VI.- En virtud de todo lo expuesto, propongo se confirme la sentencia apelada en cuanto imputa exclusiva responsabilidad a la parte demandada; debiendo únicamente modificarse el resarcimiento, disminuyendo los montos por incapacidad sobreviniente a la suma de $60.000, y por gastos futuros a la cantidad de $10.000. Las costas de Alzada se imponen de igual modo que en el decisorio recurrido, por idénticos motivos a los allí explicitados (art. 68 del Cód. Procesal).

Los Dres. Parrilli y Mizrahi, por análogas razones a las aducidas por el Dr. Ramos Feijóo, votaron en el mismo sentido a la cuestión propuesta.

Con lo que terminó el acto: CLAUDIO RAMOS FEIJOO – ROBERTO PARRILLI – MAURICIO LUIS MIZRAHI -.

Es copia fiel del Acuerdo que obra en la Pág. n° a n° del Libro de Acuerdos de esta Sala “B” de la Excma. Cámara Nacional de Apelaciones en lo Civil.

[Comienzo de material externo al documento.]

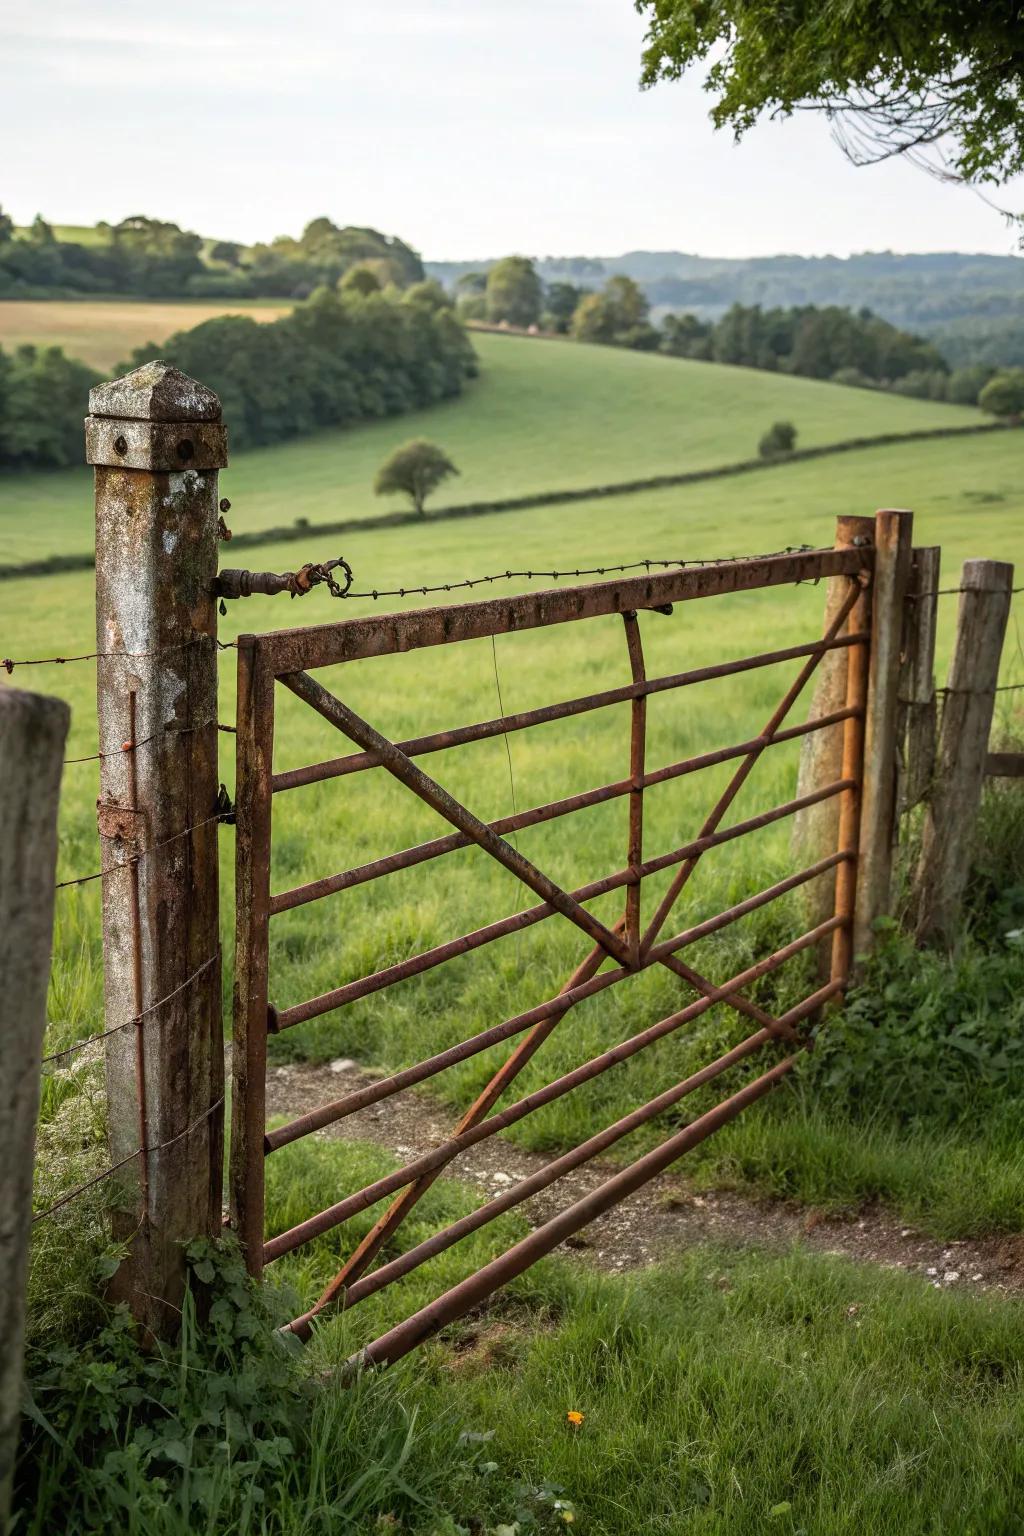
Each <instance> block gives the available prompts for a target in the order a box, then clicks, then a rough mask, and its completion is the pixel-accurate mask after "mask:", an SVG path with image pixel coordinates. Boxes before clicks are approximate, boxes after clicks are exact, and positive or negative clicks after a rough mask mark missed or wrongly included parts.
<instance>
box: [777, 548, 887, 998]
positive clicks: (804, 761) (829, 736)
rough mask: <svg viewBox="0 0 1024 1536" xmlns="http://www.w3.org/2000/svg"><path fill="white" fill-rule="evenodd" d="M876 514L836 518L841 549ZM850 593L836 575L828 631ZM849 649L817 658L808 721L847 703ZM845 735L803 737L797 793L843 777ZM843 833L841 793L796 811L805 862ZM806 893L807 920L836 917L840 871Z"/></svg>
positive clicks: (800, 844) (837, 841)
mask: <svg viewBox="0 0 1024 1536" xmlns="http://www.w3.org/2000/svg"><path fill="white" fill-rule="evenodd" d="M874 536H875V519H874V518H837V522H835V548H837V550H841V548H849V547H851V545H852V544H855V545H860V547H864V545H869V544H870V542H872V541H874ZM847 593H849V578H847V576H832V578H831V581H829V584H827V588H826V598H824V625H823V631H821V633H823V634H824V633H827V630H829V627H831V625H832V622H834V621H835V614H837V613H838V610H840V607H841V605H843V601H844V598H846V596H847ZM855 613H857V614H860V617H861V619H863V614H864V604H863V601H861V602H858V605H857V608H855ZM851 622H852V621H851ZM854 627H857V625H854ZM849 654H851V653H849V650H837V651H826V654H824V656H823V657H821V660H820V662H818V670H817V684H815V688H814V697H812V702H811V710H809V713H808V719H809V720H812V719H820V717H821V716H824V714H834V713H835V711H837V710H843V708H846V676H847V667H849ZM844 736H846V730H844V723H843V722H840V723H838V725H831V727H826V728H824V730H821V731H812V733H811V734H809V736H804V737H803V742H801V745H800V776H798V786H797V794H798V796H804V794H814V791H815V790H823V788H824V785H827V783H834V782H835V780H837V779H840V777H841V776H843V742H844ZM838 837H840V797H838V796H832V799H829V800H821V802H820V803H818V805H811V806H808V809H806V811H800V813H798V814H797V817H795V823H794V851H795V854H797V857H798V859H800V862H801V863H804V865H811V863H817V862H818V859H827V857H829V854H834V852H835V849H837V848H838V846H840V843H838ZM806 892H808V894H806V902H808V925H809V926H811V928H814V926H817V925H818V923H823V922H826V920H827V919H829V917H832V912H834V911H835V874H827V876H821V877H820V879H817V880H812V882H811V885H808V886H806ZM831 954H832V940H831V938H827V940H824V942H823V946H821V974H823V975H827V974H829V969H831Z"/></svg>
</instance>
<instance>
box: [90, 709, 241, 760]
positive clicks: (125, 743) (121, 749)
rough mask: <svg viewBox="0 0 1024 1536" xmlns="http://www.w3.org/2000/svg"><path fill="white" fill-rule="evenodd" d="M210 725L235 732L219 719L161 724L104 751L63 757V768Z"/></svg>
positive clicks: (127, 750)
mask: <svg viewBox="0 0 1024 1536" xmlns="http://www.w3.org/2000/svg"><path fill="white" fill-rule="evenodd" d="M210 725H215V727H216V730H218V731H227V733H229V734H230V736H235V734H236V731H235V727H233V725H224V723H223V722H221V720H201V722H198V723H197V725H163V727H161V728H160V730H158V731H154V733H152V734H150V736H143V737H140V740H137V742H121V745H120V746H114V748H111V751H106V753H89V756H86V757H64V768H71V766H72V765H74V763H98V762H104V759H107V757H121V756H123V754H124V753H134V751H138V748H140V746H149V745H150V742H157V740H160V739H161V737H163V736H190V734H193V733H195V731H204V730H206V728H207V727H210Z"/></svg>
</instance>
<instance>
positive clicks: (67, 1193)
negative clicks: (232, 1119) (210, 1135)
mask: <svg viewBox="0 0 1024 1536" xmlns="http://www.w3.org/2000/svg"><path fill="white" fill-rule="evenodd" d="M223 1106H224V1095H223V1094H221V1097H220V1098H218V1100H215V1101H213V1103H212V1104H210V1106H209V1109H204V1111H203V1114H201V1115H197V1118H195V1120H193V1121H192V1124H190V1126H186V1127H184V1130H180V1132H178V1134H177V1135H175V1137H169V1138H167V1140H166V1141H158V1143H157V1144H155V1146H144V1147H135V1150H134V1152H129V1154H127V1157H123V1158H121V1160H120V1161H118V1163H112V1164H111V1167H104V1169H103V1172H100V1174H94V1175H92V1178H88V1180H86V1181H84V1183H83V1184H77V1186H75V1187H74V1189H69V1190H68V1193H66V1195H61V1197H60V1200H55V1201H54V1203H52V1206H48V1207H46V1209H45V1210H38V1212H37V1213H35V1215H34V1217H32V1226H35V1224H37V1221H45V1220H46V1218H48V1217H52V1215H54V1212H57V1210H61V1209H63V1207H64V1206H69V1204H71V1203H72V1200H78V1198H80V1197H81V1195H84V1193H86V1192H88V1190H89V1189H94V1187H95V1186H97V1184H101V1183H103V1180H104V1178H111V1175H112V1174H117V1172H120V1170H121V1169H123V1167H127V1164H129V1163H134V1161H135V1158H140V1157H152V1154H154V1152H166V1150H167V1147H172V1146H175V1143H178V1141H184V1138H186V1137H190V1135H192V1132H193V1130H198V1127H200V1126H201V1124H203V1121H204V1120H209V1118H210V1117H212V1115H215V1114H216V1112H218V1109H223Z"/></svg>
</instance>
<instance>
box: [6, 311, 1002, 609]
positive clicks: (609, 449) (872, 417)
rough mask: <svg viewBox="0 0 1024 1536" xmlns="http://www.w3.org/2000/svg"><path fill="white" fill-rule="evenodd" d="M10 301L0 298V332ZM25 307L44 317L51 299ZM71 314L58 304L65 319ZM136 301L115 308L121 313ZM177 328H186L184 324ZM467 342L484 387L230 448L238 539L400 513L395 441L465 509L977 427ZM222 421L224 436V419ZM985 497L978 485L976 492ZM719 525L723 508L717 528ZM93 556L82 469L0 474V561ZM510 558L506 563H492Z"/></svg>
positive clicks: (680, 373) (695, 495)
mask: <svg viewBox="0 0 1024 1536" xmlns="http://www.w3.org/2000/svg"><path fill="white" fill-rule="evenodd" d="M9 307H11V306H5V304H0V326H2V324H3V313H5V310H6V309H9ZM35 307H37V309H38V310H52V309H58V307H60V306H55V304H40V306H35ZM78 307H80V306H63V309H64V310H75V309H78ZM132 307H134V306H124V309H126V310H129V309H132ZM86 310H89V307H88V306H86ZM129 318H130V316H129ZM95 323H97V326H100V327H103V324H104V321H103V316H101V315H97V319H95ZM177 323H178V324H184V323H186V321H183V319H180V318H178V321H177ZM2 339H3V336H2V335H0V341H2ZM474 346H476V347H477V352H479V355H481V367H482V370H481V378H479V379H477V381H476V382H471V384H468V386H467V392H465V395H464V396H462V398H461V399H457V401H450V402H445V404H442V406H434V407H431V409H430V410H421V412H413V413H410V415H407V416H399V418H395V419H390V421H381V422H376V424H372V425H364V427H359V429H356V430H352V432H344V433H338V432H329V433H321V435H318V436H315V438H302V439H298V441H295V442H289V444H282V445H279V447H273V449H258V450H253V452H249V453H244V455H238V458H236V459H235V461H233V464H232V467H230V468H229V470H227V473H226V475H224V492H226V493H227V496H230V499H232V508H233V510H232V518H230V519H229V521H230V522H232V527H235V528H236V530H238V531H241V530H246V531H249V530H256V528H267V527H270V528H273V527H282V525H286V524H290V522H293V521H295V519H296V518H307V519H309V521H310V522H336V521H339V519H344V518H352V516H373V515H375V513H382V511H387V510H390V508H391V507H396V505H401V502H398V501H395V499H391V501H387V499H381V498H378V496H375V495H373V476H375V473H376V468H378V467H379V464H381V462H382V459H384V458H385V456H387V455H388V453H390V452H391V449H393V447H396V444H399V442H404V441H405V439H408V438H415V436H425V438H431V439H434V441H438V442H439V444H441V445H442V447H444V449H445V450H447V452H448V455H450V456H451V458H453V459H454V462H456V465H457V467H459V470H461V476H459V479H456V481H450V482H448V484H447V487H445V488H444V492H441V493H439V496H438V501H439V502H467V501H482V499H499V498H505V496H520V495H528V493H537V492H543V490H567V488H573V487H579V485H602V484H608V482H613V481H629V479H640V478H643V476H652V475H669V473H672V472H683V470H697V468H711V467H714V465H718V464H728V462H734V461H737V459H746V458H752V456H754V455H755V452H757V441H758V438H760V435H761V432H763V430H765V429H766V427H768V425H771V422H772V421H775V419H778V418H789V419H791V421H794V422H795V425H797V429H798V435H800V436H798V442H800V445H803V447H812V445H815V444H823V442H835V441H840V439H844V438H855V436H863V435H874V433H884V432H913V430H918V429H929V427H941V425H958V424H970V422H975V421H981V419H983V418H981V415H979V413H978V412H976V410H970V409H967V407H963V406H943V404H932V402H929V401H915V399H903V398H901V396H897V395H881V393H872V392H870V390H857V389H843V387H841V386H838V384H818V382H815V381H812V379H798V378H780V376H777V375H771V373H760V372H755V370H752V369H731V367H712V366H708V364H703V362H686V361H682V359H676V358H659V356H649V355H643V353H636V352H623V350H617V349H611V347H583V346H576V344H571V343H548V341H530V339H522V338H514V336H493V335H476V336H474ZM123 350H126V349H121V352H123ZM227 425H229V442H230V422H229V424H227ZM933 447H935V445H933V444H920V447H918V453H920V455H921V458H912V459H909V461H887V459H878V461H872V462H877V465H878V470H880V472H883V470H884V473H887V468H886V467H887V464H889V462H892V464H894V475H898V473H900V470H898V462H907V464H920V462H929V461H927V458H926V456H927V455H929V453H930V452H932V450H933ZM949 447H950V453H952V458H950V459H947V461H946V462H953V464H961V462H963V464H964V465H967V467H970V465H973V464H975V462H984V464H995V462H998V464H999V465H1003V464H1004V462H1006V465H1007V473H1006V476H1004V478H1006V481H1007V485H1009V487H1012V484H1013V476H1012V475H1010V473H1009V465H1010V462H1012V461H1013V458H1015V452H1016V449H1015V447H1013V452H1009V449H1007V450H1006V453H1004V455H998V456H996V459H983V461H981V459H975V458H973V456H972V455H973V449H972V447H967V445H960V447H958V445H956V444H955V442H953V444H950V445H949ZM860 462H861V456H858V464H860ZM815 473H817V476H818V479H817V481H815V484H817V485H820V487H835V490H837V493H840V495H841V490H840V487H841V485H843V484H846V478H847V476H849V475H851V473H854V475H855V473H857V472H855V470H854V468H852V465H849V464H847V462H841V461H840V459H837V461H834V464H831V465H820V467H818V468H817V470H815ZM999 475H1003V470H999ZM880 478H883V476H881V475H880ZM857 484H858V485H860V484H863V479H861V481H857ZM703 490H705V487H695V488H694V492H689V493H685V495H683V496H682V498H679V496H677V498H676V501H674V505H677V507H682V508H689V507H703V505H714V507H715V508H726V510H725V515H723V516H725V531H728V530H729V528H732V527H738V528H743V519H742V518H737V516H735V513H734V508H738V507H742V505H743V501H745V496H746V490H745V485H726V487H723V488H722V490H715V492H714V498H717V499H714V501H712V502H705V499H703ZM1001 490H1003V479H1001V481H999V485H996V487H995V492H996V493H1001ZM697 493H699V495H697ZM987 493H989V492H987V490H986V485H984V484H983V485H981V487H979V495H987ZM886 495H887V496H889V499H892V496H894V490H892V488H886V487H884V485H881V487H880V490H878V493H877V495H875V496H874V498H872V496H870V493H869V501H877V499H878V496H881V498H883V499H884V498H886ZM829 505H831V501H829ZM562 515H563V513H562V511H560V510H557V508H553V510H551V511H548V513H547V515H543V516H545V518H547V519H548V522H550V524H553V525H557V519H560V518H562ZM806 515H808V508H806V507H794V508H792V513H791V519H792V521H794V522H797V521H800V519H801V518H803V519H804V522H806ZM617 518H619V519H620V521H622V527H623V528H626V530H629V527H631V513H629V505H628V504H623V502H622V501H616V502H614V505H613V507H611V508H609V521H608V527H614V522H616V519H617ZM718 518H722V513H718V516H717V518H715V521H718ZM706 521H709V519H705V525H706ZM703 535H705V528H703V527H702V536H703ZM513 538H514V535H513V533H511V530H508V533H505V531H500V530H499V528H496V531H494V541H496V547H500V548H508V547H511V545H508V544H507V539H513ZM91 547H92V510H91V479H89V473H88V470H84V468H83V470H81V472H72V470H64V472H54V473H32V475H6V476H3V478H0V564H3V562H9V564H17V562H18V561H25V559H38V558H41V556H46V554H52V553H58V551H60V553H75V551H83V550H89V548H91ZM718 547H720V545H718ZM504 562H505V559H504V556H502V559H500V561H499V564H504ZM388 585H390V584H388Z"/></svg>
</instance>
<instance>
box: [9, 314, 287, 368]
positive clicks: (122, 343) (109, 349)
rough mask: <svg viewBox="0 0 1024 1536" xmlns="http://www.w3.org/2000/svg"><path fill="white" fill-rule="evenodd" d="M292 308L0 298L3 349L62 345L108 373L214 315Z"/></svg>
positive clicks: (237, 314) (267, 314)
mask: <svg viewBox="0 0 1024 1536" xmlns="http://www.w3.org/2000/svg"><path fill="white" fill-rule="evenodd" d="M290 307H292V306H290V304H289V303H287V300H281V301H276V300H227V301H224V300H220V301H218V300H167V301H166V303H161V301H155V300H127V298H103V300H0V347H5V349H6V350H8V352H11V350H14V347H20V346H23V344H25V343H32V344H34V346H37V347H63V350H64V352H66V353H68V356H71V358H81V361H83V362H88V364H89V366H91V367H94V369H97V370H98V372H101V373H104V372H109V370H111V369H114V367H115V366H117V364H118V362H123V361H124V358H127V356H130V353H132V352H134V350H135V347H144V346H146V343H149V341H152V343H157V344H160V343H163V341H166V339H167V336H169V335H172V332H175V330H184V329H187V327H189V326H198V324H201V321H204V319H213V316H215V315H252V318H253V319H276V318H278V315H284V313H287V310H289V309H290ZM154 356H160V353H158V352H155V353H154Z"/></svg>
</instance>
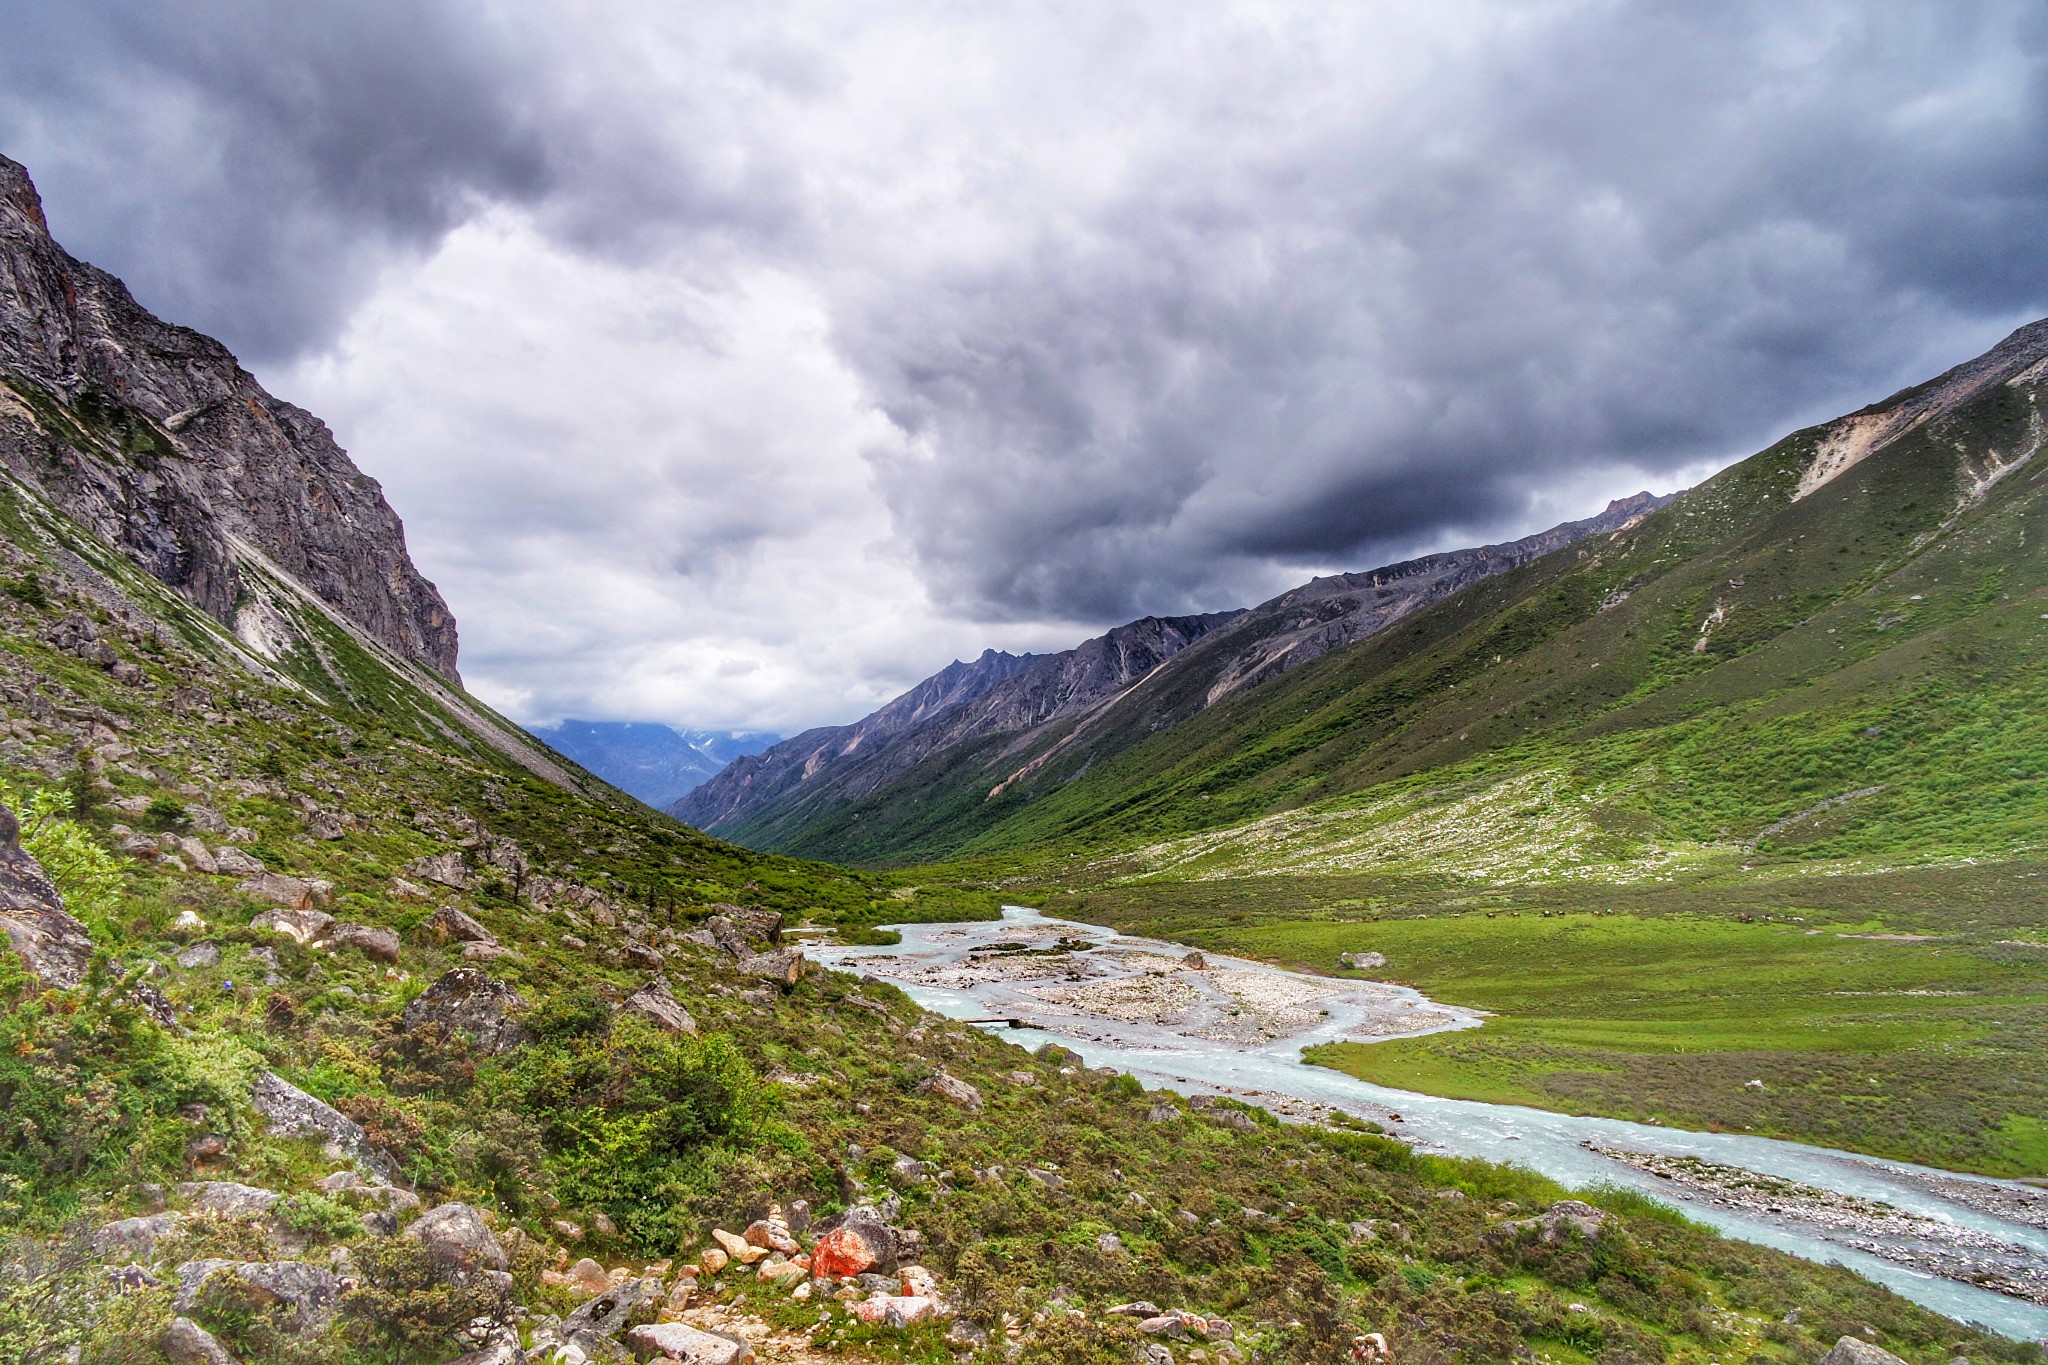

Buenos Aires, 6 Julio de 2016.-

Y VISTOS: Por lo que resulta de la votación que instruye el Acuerdo que antecede, se resuelve confirmar la sentencia apelada en cuanto imputa exclusiva responsabilidad a la parte demandada; y modificarla en relación al resarcimiento, disminuyendo los montos por incapacidad sobreviniente a la suma de $60.000, y por gastos futuros a la cantidad de $10.000. Las costas de Alzada se imponen de igual modo que en el decisorio recurrido. Teniendo en cuenta como se decide en esta instancia, se difiere la adecuación dispuesta por el art. 279 del Código Procesal respecto de las regulaciones practicadas a fs. 363 vta./364, así como la determinación de los honorarios correspondientes a la tarea desplegada en la Alzada, hasta tanto exista liquidación definitiva aprobada. Regístrese, protocolícese y notifíquese. Oportunamente publíquese (conf. C.S.J.N. Acordada 24/2013). Fecho, devuélvase.